The Australian government has been accused by the UNHCR, as well as more than 50 Australian legal scholars, of violating the principle of non-refoulement by returning 41 Tamil and Singhalese refugees to the Sri Lankan Navy in June or July 2014, as part of Operation Sovereign Borders.

In 2014, the Australian Parliament passed the Migration and Maritime Powers Legislation Amendment (Resolving the Asylum Legacy Caseload) Act 2014 (Cth). That Act provides that "for the purposes of removal from Australia of an unlawful non-citizen, Australia's non-refoulement obligations are irrelevant".

In 2017, Dina Ali Lasloom was forced back to Saudi Arabia with the cooperation of the government of the Philippines.

In 2018 Matteo Salvini (Italy's former interior minister) allegedly breached its obligation of non-refoulement by refusing to rescue 93 migrants fleeing Libya and consequently organising a "privatised push-back", that is sending back migrants using merchant ships as proxy; which in this case resulted in the migrants being returned to the port of Misurata in Libya, where they were beaten, tortured and in some cases killed.

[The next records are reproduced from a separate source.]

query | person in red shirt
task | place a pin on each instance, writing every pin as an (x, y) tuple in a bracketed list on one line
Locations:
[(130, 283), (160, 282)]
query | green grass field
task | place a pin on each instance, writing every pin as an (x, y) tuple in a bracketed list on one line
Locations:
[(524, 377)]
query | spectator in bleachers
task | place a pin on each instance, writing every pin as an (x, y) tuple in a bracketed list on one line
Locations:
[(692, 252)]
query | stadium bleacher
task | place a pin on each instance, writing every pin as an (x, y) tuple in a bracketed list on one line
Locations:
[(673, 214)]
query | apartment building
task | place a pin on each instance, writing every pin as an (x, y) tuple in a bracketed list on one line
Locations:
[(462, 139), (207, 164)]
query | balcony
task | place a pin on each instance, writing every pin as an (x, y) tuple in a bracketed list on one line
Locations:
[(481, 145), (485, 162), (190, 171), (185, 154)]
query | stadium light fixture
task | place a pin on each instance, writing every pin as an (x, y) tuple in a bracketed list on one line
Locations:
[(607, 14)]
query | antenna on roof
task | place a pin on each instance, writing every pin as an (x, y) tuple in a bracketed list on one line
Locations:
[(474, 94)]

In 2019, South Korea deported two North Korean defectors back to North Korea, on claims that they had committed murder. The move was condemned by human rights activists as the two would likely face execution upon their return. China routinely deports North Korean refugees who remain on its soil under a 1986 agreement with the North Korean government.

In 2021, Malaysia deported 1,086 Myanmar nationals, despite a court order temporarily halting the repatriation amid concerns the group could be at risk if they were returned to military-ruled Myanmar.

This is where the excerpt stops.